There are six channels that need to be amplified, horizontal and vertical for red, green, and blue. Most systems use integrated circuit designs with 2, 3, or 6 channels per chip. They are almost always STK series chips made by Sanyo. Some sets have used discrete transistors for these amps, but they are relatively rare. Most of the chips range in power rating from 20 watts to 70 watts. The run constantly when the set is on so they do tend to get hot. Temperatures in the range of 130 to 160 degrees F are not uncommon. Imagine an audio receiver running with the volume at a fairly loud level constantly. This is what these units do. Consequently, there are failures.
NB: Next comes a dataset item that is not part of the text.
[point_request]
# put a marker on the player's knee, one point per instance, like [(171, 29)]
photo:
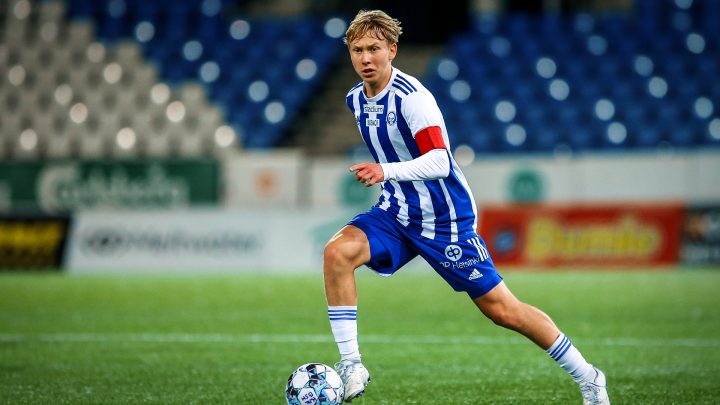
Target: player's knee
[(505, 316), (336, 257)]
The correction starts with a series of waveforms applied to the amplifiers, along with a small dc offset. The waveforms are typically combinations of parabolas (for correction such as pincushion), sawtooths or ramp functions (for keystone and skew), and more complex patterns for point convergence. Vertical correction is applied at horizontal scan rates or factors and multiples of it, and horizontal correction is applied at vertical rates or factors and multiples of it. The chips must, therefore operate over frequencies that are typical of audio amps for conventional NTSC systems, and much higher rates for HD systems. The bandwidth of the ICs ranges from just adequate for NTSC as roughly 15kHz to over 100kHz, far beyond what is needed for HD applications. Most of the current chips have adequate bandwidth, some from a few years ago are marginal and should be upgraded to later versions. I will cover that in another post.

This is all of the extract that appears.